There’s a good reason why Taylor Kingman refers to his band’s music as “psychedelic doom boogie.” It’s the sort of kitchen sink label that pokes at the industry’s need for categorization. It’s also the only sort of descriptor that might come close to capturing the dynamism and sheer delight of listening to TK & The Holy Know-Nothings.
If you’re new to the Know-Nothings, just picture the best kind of bar band, a collective of seasoned players from Oregon who veer just a bit more vulnerable than vicious. After releasing their debut Arguably OK in 2019 and a three-song EP last year, the band’s sophomore album, The Incredible Heat Machine, leans into Kingman’s way with words and the band’s muscular influences.
The Incredible Heat Machine’s 11 tracks are tailor-made for the live setting, and it’s hard not to envision the band in full regalia delivering these songs to a rowdy yet receptive crowd. It’s a product of the band’s impressive chemistry and choice to record live at the OK Theatre in the small town of Enterprise, Oregon (the same stage on which the band recorded Arguably OK).
The album’s title track testifies to the band’s mix of raucous and righteous better than anything else. In a one-minute “preprise,” Kingman introduces the listener to the first verse of the actual song, sung as a lonely acoustic refrain. “My mother always knew what I would grow into / Now I’ve done some growing and I guess that I know, too / I’m a train, I was built to fade away / I will run where my tracks have been laid.”

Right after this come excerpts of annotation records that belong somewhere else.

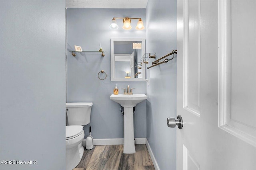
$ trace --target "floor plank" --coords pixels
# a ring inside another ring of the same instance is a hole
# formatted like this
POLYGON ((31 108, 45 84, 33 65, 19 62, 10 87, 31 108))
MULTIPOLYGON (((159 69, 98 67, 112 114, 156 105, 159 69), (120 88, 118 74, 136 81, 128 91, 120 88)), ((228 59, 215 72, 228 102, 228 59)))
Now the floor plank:
POLYGON ((146 145, 136 145, 135 149, 136 153, 126 154, 123 145, 95 146, 84 150, 73 170, 154 170, 146 145))

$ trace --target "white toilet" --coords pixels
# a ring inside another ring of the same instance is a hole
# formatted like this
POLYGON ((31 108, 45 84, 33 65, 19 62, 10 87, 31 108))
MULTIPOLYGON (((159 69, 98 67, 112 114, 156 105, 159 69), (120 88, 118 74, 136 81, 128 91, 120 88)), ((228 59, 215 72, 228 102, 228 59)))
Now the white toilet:
POLYGON ((72 170, 76 166, 83 156, 83 127, 90 122, 92 106, 92 103, 88 102, 66 104, 68 125, 66 127, 66 170, 72 170))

From there, the ghosts of Tucker, Jennings, and Parsons take command with a barroom burner that accelerates with the sort of steam Kingman references in his lyrics. These searing up-tempo numbers show off the band’s ability to flex with the best — the exemplary guitar work, the harmonies, the synergy of it all working together so well.
Kingman isn’t afraid to get outright silly with the likes of “I Lost My Beer,” an ode to a misplaced beverage, but the real value here is in his willingness to bleed for the sake of his art. It’s the confession on “Hell of a Time” (“I’ve been killing angels having a helluva time”), the self-awareness on “Serenity Prayer” (“We’re on a 12-step program, one 2-step at a time”), and the searching on “She Wonders” (“And I wonder how I know that I won’t be growing old”).

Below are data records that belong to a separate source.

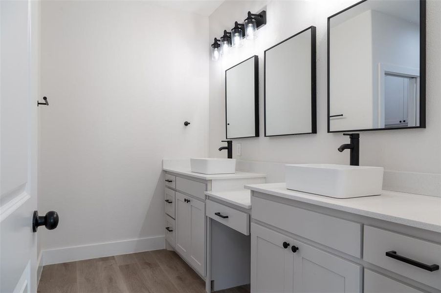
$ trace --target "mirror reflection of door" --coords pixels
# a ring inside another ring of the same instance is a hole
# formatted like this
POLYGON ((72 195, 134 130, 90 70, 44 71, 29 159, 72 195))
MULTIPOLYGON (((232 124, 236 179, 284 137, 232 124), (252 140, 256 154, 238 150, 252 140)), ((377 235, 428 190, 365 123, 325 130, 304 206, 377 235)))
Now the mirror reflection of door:
POLYGON ((417 78, 386 74, 384 126, 416 126, 417 78))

In the end, we’re privy to at least a bit of Kingman’s process on the slow drag of “Just the Right Amount,” perhaps the album’s best track. Here, Kingman offers his perspective as frontman to the crowd when he sings, “Maybe one to get them crying / Maybe one to help them fight / You gotta do a little wrong, kid / To get that kind of right.” That sounds like The Incredible Heat Machine to me.